What do musicians, training and development specialists, graphic designers, and marketing professionals all have in common? They all work in subjective industries! These people, as well as many others, work in fields where a final product is loved by some and hated by others. If you work in one of these fields, here are some tips to help you have more success with your clients:
1.) Encourage stakeholders to provide clear expectations- Before you begin a new project, it is imperative that all parties involved agree upon the client’s definition of success. What I view as unabashed creativity, the client might see as a piece of garbage. Before a stroke of color is added or content is written, a person in a subjective field must understand the full expectation of the client and how they define success.
2.) Know the client’s limitations even if they do not- Ladies and gentlemen, the customer is not always right! If you work in a subjective field, sometimes it is up to you to make sure the client understands that what they want, at the price they want, in the time frame they want, is simply impossible. Coach them using your own past experience and knowledge to help find alternative solutions, or encourage them to change their expectations.

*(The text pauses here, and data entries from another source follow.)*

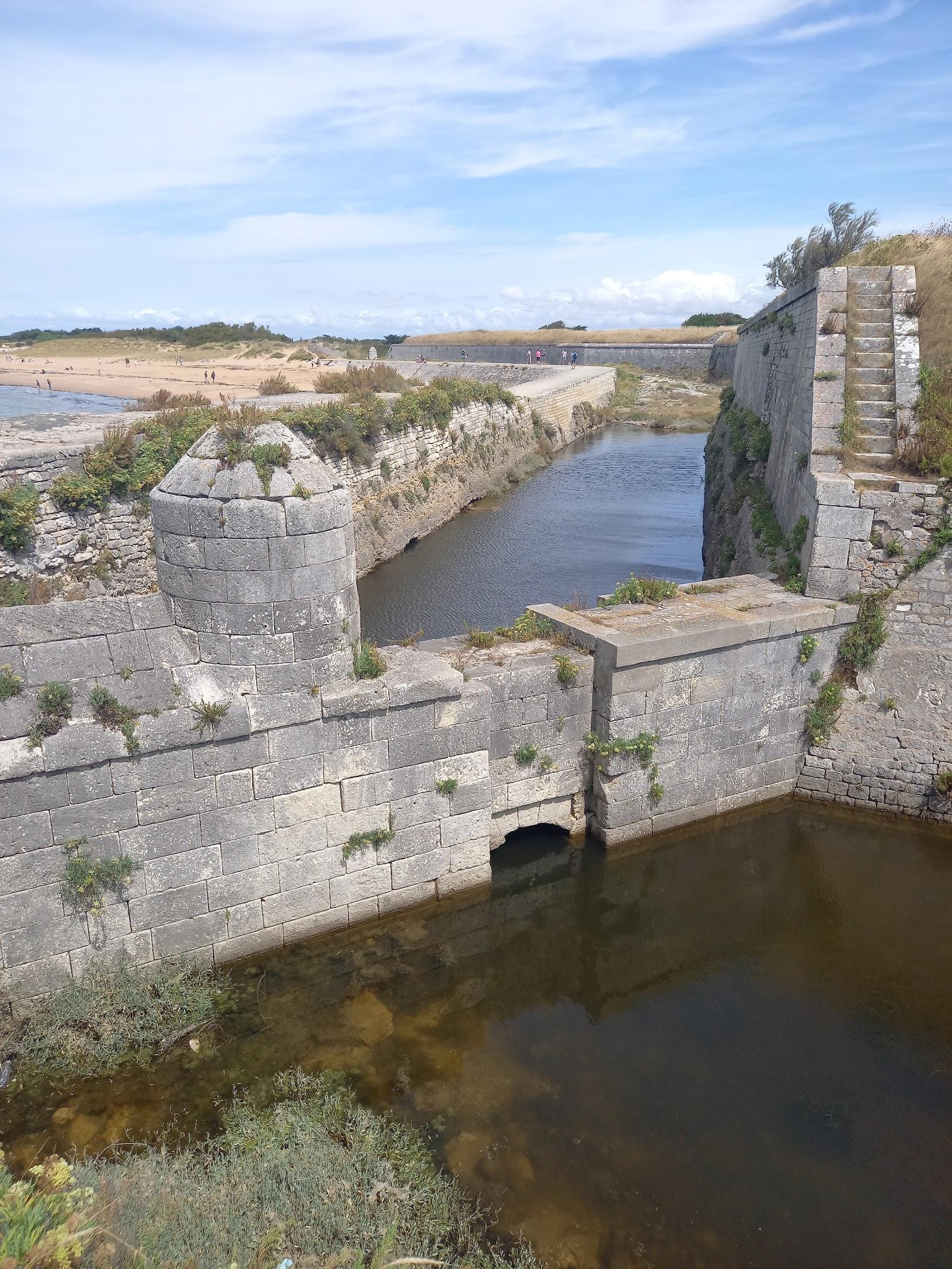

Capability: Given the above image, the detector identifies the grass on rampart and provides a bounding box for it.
[403,326,737,347]
[0,963,231,1082]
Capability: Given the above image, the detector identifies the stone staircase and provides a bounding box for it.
[847,268,898,485]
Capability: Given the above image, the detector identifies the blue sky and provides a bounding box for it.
[0,0,952,335]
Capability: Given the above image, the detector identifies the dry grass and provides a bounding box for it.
[405,326,737,347]
[845,226,952,365]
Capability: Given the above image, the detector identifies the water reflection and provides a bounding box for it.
[5,806,952,1269]
[359,425,706,642]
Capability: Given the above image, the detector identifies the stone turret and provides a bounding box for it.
[152,422,361,684]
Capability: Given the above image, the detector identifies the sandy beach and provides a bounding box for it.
[0,344,326,409]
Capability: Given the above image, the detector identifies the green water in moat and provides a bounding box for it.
[2,803,952,1269]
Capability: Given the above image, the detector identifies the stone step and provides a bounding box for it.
[858,397,896,420]
[857,383,895,401]
[856,431,892,455]
[847,466,896,490]
[859,415,896,437]
[847,278,892,299]
[851,353,896,371]
[853,448,896,467]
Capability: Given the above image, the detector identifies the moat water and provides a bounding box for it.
[2,803,952,1269]
[359,424,706,643]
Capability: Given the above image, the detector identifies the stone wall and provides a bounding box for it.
[387,340,736,378]
[797,550,952,823]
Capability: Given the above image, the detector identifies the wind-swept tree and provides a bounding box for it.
[767,203,879,290]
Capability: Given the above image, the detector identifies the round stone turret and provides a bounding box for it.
[151,422,361,684]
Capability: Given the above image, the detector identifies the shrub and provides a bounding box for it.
[837,595,888,671]
[27,683,73,748]
[798,635,820,665]
[0,665,23,700]
[553,656,579,688]
[80,1071,536,1269]
[60,838,140,916]
[805,681,843,745]
[0,481,39,551]
[189,700,231,736]
[258,371,297,396]
[0,1149,95,1269]
[342,814,396,863]
[598,574,678,608]
[0,578,29,608]
[4,962,231,1082]
[464,626,496,648]
[354,642,387,679]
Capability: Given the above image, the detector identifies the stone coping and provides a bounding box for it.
[530,575,857,669]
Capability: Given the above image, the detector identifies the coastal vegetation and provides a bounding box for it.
[0,959,231,1084]
[0,1071,536,1269]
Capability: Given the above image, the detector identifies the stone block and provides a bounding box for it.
[261,881,330,928]
[0,915,89,970]
[142,847,222,895]
[324,741,392,783]
[330,864,391,907]
[152,913,228,957]
[128,881,208,930]
[51,793,139,845]
[120,812,202,863]
[437,861,493,898]
[268,722,340,761]
[258,820,327,864]
[207,864,280,913]
[199,798,275,845]
[136,775,217,826]
[275,784,342,831]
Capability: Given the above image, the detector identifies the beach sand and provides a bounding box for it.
[0,341,326,409]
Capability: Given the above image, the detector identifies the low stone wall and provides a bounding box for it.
[387,340,736,378]
[797,550,952,823]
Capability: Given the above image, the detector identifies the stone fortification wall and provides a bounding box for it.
[797,550,952,823]
[420,637,593,847]
[0,365,615,598]
[387,341,736,378]
[704,265,925,599]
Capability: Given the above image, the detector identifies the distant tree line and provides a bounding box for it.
[0,321,293,347]
[682,314,746,326]
[765,203,878,290]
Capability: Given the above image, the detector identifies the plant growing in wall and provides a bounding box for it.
[354,642,387,679]
[552,655,579,688]
[27,683,73,748]
[0,665,23,700]
[342,812,396,863]
[89,687,140,755]
[797,635,820,665]
[189,700,231,736]
[0,481,39,551]
[60,838,140,916]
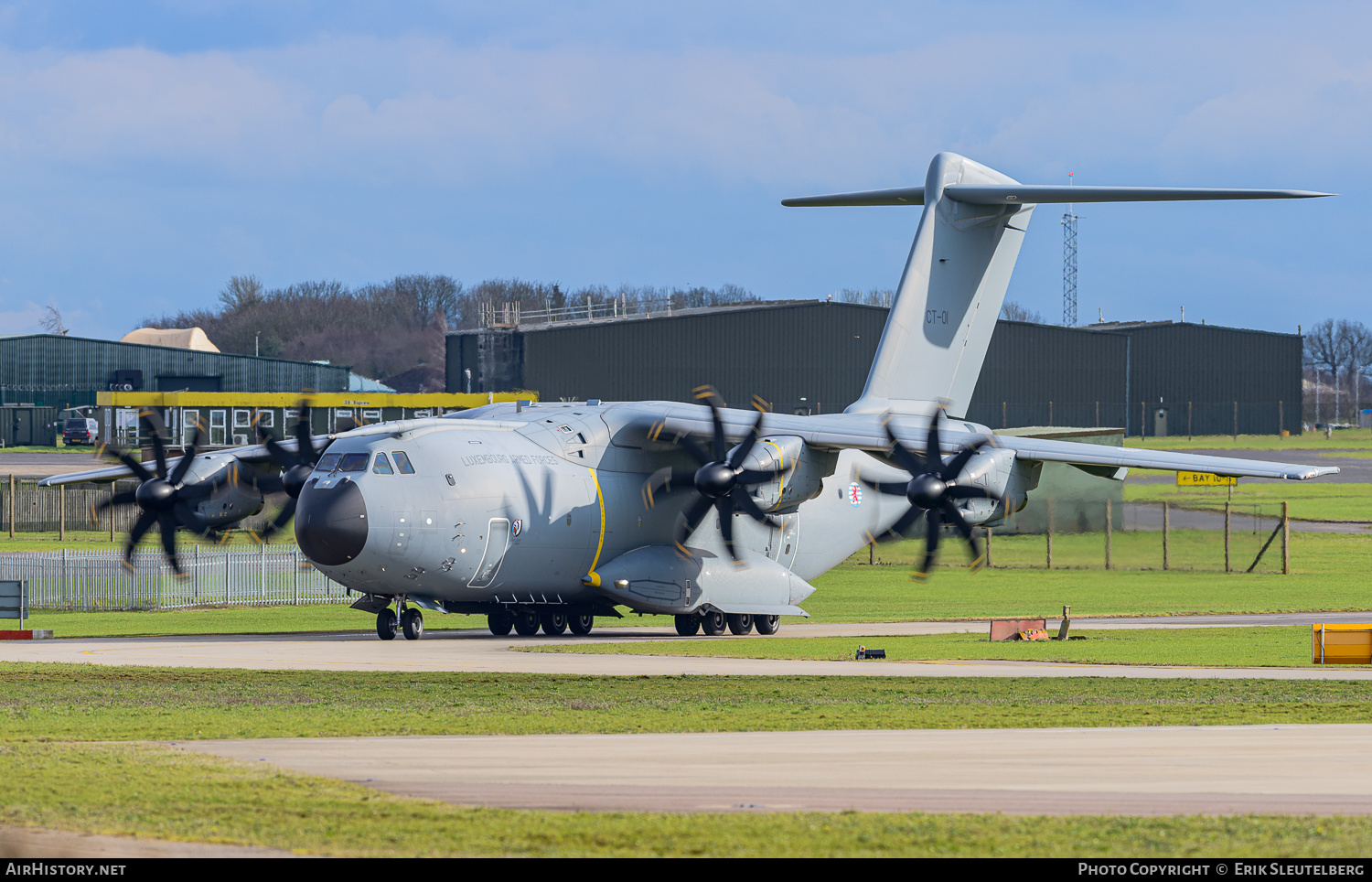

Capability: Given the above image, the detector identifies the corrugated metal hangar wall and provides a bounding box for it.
[447,300,1301,436]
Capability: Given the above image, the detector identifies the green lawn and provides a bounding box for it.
[521,628,1345,669]
[0,744,1372,857]
[0,666,1372,744]
[1124,479,1372,522]
[1124,429,1372,450]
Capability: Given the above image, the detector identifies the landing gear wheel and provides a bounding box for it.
[700,610,729,637]
[729,613,754,637]
[401,608,424,640]
[376,607,395,640]
[515,612,538,637]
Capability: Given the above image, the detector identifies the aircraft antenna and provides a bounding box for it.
[1062,171,1077,328]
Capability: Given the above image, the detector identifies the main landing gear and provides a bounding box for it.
[677,609,781,637]
[376,601,424,640]
[486,609,595,637]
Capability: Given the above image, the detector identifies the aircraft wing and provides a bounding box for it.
[649,404,1339,480]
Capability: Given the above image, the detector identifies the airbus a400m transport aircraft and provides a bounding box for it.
[43,154,1338,640]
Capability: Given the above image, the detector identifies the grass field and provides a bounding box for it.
[1124,480,1372,522]
[0,744,1372,857]
[1124,429,1372,451]
[0,664,1372,857]
[521,626,1350,669]
[0,666,1372,744]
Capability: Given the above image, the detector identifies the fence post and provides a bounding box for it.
[1045,500,1053,569]
[1281,500,1292,576]
[1163,502,1172,569]
[1106,497,1114,569]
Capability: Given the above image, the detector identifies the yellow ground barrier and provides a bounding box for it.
[1311,624,1372,664]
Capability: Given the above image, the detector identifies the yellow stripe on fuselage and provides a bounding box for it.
[582,468,606,588]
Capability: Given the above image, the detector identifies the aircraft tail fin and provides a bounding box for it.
[782,152,1331,417]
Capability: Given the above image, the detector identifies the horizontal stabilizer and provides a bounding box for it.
[781,184,1334,209]
[781,187,925,209]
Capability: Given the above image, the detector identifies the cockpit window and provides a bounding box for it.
[339,453,372,472]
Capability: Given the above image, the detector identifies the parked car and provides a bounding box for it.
[62,417,101,445]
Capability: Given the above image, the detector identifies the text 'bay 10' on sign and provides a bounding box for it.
[1177,472,1239,487]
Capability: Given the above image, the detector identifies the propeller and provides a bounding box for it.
[257,401,324,542]
[95,410,220,576]
[644,385,784,564]
[858,409,1001,579]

3.) Avoid creating for yourself- It is easy for employees, especially in creative fields, to want to add their own personal preferences to projects. For instance, when I take a professional development class, I prefer to listen to lecture instead of doing group activities. So when I am designing a new course, it is my natural bent to want to include lots of lecture in the format. This is fine and dandy if I have free reign over the course, but when a client is asking for hands on training and role playing, I would be doing a disservice by inserting my own preferences into the design.
4.) Ask for feedback during the creative process- One of the most frustrating parts of subjective work is finishing a project only to be told that the client hates it. Avoid this pitfall by continually seeking feedback during the design process. Check in to make sure expectations are being met along the way so you can make tweaks as you go, instead of being forced to scrap it all at the end.
5.) Own your expertise- Many subjective jobs are specialties (art, music, graphic design, etc.) and no one should be ashamed of being specialized. Because I spend a lot of time learning about the history, current trends, and future plans of the T&D world, it makes sense that I know more about my field than an accountant would. So if an accounting department comes to me for suggestions on how to build team cohesion, I answer as an expert. I try to avoid subjective statements and wishy-washy language. I make recommendations that are rooted in the study of my craft and assure them that my advice is solid.
6.) Talk about subjectivity with your clients- As you begin the planning process, help clients understand that you work in a subjective job. This isn’t about making preliminary excuses for clients who are unhappy with your work. Instead, these open dialogues foster an understanding that you’re aiming at a constantly moving target of personal opinion.